Ma i signori delle statistiche guardano davvero alla realtà? Non vedono che gli spazi di viaggio per i nostri figli si sono drammaticamente ristretti anziché allargarsi? Quarant'anni fa io potevo andare in macchina da Trieste a Kabul senza correre alcun rischio e senza essere un Indiana Jones. Ora tutto questo non è più possibile. Ma i governatori dei flussi mondiali non vedono e non sentono. Non tengono conto che il mondo è al collasso, che l'instabilità comincia già in Ucraina e che Paesi mediterranei da sempre invasi da turisti, come la Siria e l'Egitto, sono diventati insicuri o proibiti. Non mettono in conto, nelle loro proiezioni matematiche, che Paesi emergenti come la Cina e l'India sono condannati, nel giro di pochi anni, a un disordine sociale sul quale il turismo avrà, ne sono certo, l'effetto della benzina sul fuoco.
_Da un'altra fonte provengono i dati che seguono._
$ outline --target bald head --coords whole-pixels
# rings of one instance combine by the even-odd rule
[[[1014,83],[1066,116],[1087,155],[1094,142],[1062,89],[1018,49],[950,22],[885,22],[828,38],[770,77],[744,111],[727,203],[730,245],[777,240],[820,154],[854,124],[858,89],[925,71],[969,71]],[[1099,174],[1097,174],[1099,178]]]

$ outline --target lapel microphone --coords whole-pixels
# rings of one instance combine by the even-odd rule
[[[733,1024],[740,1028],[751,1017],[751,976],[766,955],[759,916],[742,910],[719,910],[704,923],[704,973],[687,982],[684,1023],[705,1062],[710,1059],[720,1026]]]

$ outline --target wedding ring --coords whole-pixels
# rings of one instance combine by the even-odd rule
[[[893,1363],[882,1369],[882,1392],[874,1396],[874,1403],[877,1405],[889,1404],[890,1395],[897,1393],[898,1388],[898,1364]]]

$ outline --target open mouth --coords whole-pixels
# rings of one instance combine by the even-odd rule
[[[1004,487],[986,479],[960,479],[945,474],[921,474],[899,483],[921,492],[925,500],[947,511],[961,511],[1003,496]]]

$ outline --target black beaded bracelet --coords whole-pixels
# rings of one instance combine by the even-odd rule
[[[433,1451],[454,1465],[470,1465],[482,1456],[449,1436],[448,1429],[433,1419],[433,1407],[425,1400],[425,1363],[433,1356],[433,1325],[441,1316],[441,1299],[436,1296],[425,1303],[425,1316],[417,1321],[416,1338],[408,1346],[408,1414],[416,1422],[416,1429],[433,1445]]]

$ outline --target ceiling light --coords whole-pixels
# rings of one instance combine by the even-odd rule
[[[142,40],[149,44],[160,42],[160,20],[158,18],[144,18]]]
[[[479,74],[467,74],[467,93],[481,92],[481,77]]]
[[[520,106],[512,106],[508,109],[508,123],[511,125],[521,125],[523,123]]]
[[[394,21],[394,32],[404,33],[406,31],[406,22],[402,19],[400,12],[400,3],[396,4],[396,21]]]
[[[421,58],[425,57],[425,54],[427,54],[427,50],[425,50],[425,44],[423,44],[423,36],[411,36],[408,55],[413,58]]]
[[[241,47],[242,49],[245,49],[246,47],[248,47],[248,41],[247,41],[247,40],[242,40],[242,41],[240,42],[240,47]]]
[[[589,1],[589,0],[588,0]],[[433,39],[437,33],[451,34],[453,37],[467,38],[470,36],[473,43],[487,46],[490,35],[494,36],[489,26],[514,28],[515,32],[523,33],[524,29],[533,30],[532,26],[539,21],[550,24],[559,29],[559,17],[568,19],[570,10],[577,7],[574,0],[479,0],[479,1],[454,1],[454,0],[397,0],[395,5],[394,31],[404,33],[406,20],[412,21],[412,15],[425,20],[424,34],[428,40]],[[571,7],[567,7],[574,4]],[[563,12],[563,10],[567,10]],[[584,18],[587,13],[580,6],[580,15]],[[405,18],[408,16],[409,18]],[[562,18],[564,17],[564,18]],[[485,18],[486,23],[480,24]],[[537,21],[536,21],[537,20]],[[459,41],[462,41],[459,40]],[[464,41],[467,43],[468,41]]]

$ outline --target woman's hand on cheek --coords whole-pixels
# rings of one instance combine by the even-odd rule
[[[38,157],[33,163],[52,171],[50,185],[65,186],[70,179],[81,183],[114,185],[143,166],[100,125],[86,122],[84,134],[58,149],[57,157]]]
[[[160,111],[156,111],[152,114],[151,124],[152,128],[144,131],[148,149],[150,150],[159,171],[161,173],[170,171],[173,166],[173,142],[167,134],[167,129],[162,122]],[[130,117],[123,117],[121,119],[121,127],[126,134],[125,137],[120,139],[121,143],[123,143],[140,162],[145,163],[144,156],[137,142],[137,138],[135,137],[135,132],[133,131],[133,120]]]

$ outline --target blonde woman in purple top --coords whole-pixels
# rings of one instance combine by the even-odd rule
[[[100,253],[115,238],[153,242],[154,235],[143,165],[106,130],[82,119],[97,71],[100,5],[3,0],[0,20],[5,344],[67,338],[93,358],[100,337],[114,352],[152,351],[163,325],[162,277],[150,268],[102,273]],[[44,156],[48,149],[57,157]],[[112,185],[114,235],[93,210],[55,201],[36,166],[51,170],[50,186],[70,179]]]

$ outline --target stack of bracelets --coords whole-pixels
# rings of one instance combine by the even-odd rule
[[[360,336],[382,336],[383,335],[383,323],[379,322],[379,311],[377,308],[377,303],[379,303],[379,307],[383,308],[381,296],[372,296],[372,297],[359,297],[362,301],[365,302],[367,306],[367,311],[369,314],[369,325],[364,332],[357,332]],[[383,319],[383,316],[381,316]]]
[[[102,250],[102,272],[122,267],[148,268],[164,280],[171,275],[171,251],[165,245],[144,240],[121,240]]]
Non so che farmene di un Oriente che non ha più una sua via della seta, che non mi permette un approccio graduale. Non me ne frega niente di farmi un Ottomila himalaiano su percorsi già attrezzati da bombole di ossigeno e dopo essere stato portato ad alta quota in elicottero. Non salirò mai su un penitenziario galleggiante di lusso per andare alle Hawaii e non farà mai acquisti nei grattacieli di Dubai. Non esiste. Voglio viaggiare, non "essere viaggiato", e non intendo subire pacchetti preconfezionati da altri. Non mi importa un mondo che assomiglia al mio, non voglio volare per dieci fusi orari solo per incontrare una tranquillizzante fotocopia dell'Occidente. Non salirò mai su un battello del Volga se a bordo, anziché delle vecchie canzoni russe, mi obbligheranno ad ascoltare un deprimente karaoke.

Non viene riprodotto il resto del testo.